Thinking about bi erasure this way really reframed everything for me. I realized, for instance, that my own mental healthcare had been compromised by the fact that bisexuality is rarely factored in mental health frameworks. My OCD screener, for instance, failed to properly screen me for sexual orientation OCD because the screener was not designed to account for bisexual people — and it is undeniable that that is just one small example of a larger systemic problem of bisexual people not being considered as a unique group subject to unique pressures, rather than simply people halfway between straight and gay.
It is notable here, too, that it was only very recently that any researchers thought to break out bisexuals as a unique category separate from gays and lesbians — only very recently that the bisexual poverty rate or experience of abuse or mental and physical health was considered to be something distinct from the general “LGBTQ” experience. This, too, is a form of large scale erasure: if you are not explicitly looking to see whether, for instance, bisexuals are more prone to suicide than “LGBTQ” people as a whole then you cannot accurately assess the impact of biphobia. This, to me, is the most dangerous form of erasure — particularly since, as noted above, when researchers did start breaking bisexuals out as a separate group, they repeatedly found that, rather than being halfway between gays and straights, bisexuals often fare the worst of everyone.
Everything else is a distraction. Do bisexuals cheat more? Are we less likely to be monogamous? Can we truly be satisfied if we’re not constantly chowing down on a smorgasbord of genitalia? Truly, I could not care less. While these are the discussions that come up most frequently when bisexuality is proffered as a topic for discussion, they’re not actually relevant or worth discussing. Bisexuals contain multitudes, bisexuals are many things. What matters far more than our individual sex lives and choices is that we live in a society that has deemed multigender attraction to be an aberration, and that that society level belief has left people with multigender attractions — who, again, have a variety of experiences and identities and desires! — isolated, alienated, and more prone to bad ends.

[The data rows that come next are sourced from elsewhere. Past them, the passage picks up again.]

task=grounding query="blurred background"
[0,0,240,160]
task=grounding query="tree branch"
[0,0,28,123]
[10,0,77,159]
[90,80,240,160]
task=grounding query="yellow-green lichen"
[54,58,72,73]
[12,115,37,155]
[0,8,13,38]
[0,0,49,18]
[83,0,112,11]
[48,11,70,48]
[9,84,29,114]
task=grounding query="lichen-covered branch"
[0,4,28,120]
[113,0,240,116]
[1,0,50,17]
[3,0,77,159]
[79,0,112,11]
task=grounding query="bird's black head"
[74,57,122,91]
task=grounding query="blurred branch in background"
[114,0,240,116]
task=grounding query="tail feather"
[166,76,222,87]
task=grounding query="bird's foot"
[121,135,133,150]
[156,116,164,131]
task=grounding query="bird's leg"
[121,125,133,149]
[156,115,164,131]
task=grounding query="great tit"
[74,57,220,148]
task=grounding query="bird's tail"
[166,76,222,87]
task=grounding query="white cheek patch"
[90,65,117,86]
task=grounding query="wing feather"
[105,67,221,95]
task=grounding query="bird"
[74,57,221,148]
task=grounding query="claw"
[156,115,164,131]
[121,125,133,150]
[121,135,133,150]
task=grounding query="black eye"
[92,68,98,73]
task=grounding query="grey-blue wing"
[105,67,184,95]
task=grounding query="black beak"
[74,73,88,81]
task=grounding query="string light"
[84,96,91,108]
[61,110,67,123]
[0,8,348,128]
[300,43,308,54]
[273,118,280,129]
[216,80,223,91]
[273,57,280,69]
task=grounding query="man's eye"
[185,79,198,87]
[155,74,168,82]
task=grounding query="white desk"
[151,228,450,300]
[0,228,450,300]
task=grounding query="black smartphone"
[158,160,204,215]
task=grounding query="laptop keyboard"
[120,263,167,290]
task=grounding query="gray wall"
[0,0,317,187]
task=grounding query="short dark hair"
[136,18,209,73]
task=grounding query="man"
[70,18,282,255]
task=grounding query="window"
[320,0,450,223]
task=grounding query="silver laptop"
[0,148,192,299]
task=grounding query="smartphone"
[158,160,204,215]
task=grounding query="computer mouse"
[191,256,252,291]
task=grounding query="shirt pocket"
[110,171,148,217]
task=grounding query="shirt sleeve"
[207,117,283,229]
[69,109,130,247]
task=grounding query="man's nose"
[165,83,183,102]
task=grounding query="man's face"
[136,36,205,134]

That’s what I care about. That’s what I believe.
My sincere response: YES.
My flip response because I can't help it: excuse me but bi culture is real, it's called having some angst and not being able to sit properly in chairs. :P :P :P
I do think there's a of culture that's formed around the sort of bi person who's an activist within groups that meet online and in person. Dating back to the "soc.bi" grouping on usenet you'd see nerdy tech people, many of them polyamorous, plenty of science fiction fans, DIY types, mostly liberal.
I'm not sure if that's "bi culture" but there's *a* culture to that kind of group. It's a community where people do activism together, and they do start to build a shared shorthand for common topics they run into. They go to events. They march. They hold meetings in LGBT centers for newly minted bi people. Or coffee shops. Or diners.
It's not all bi people, but it is a group or groups with a history and roots.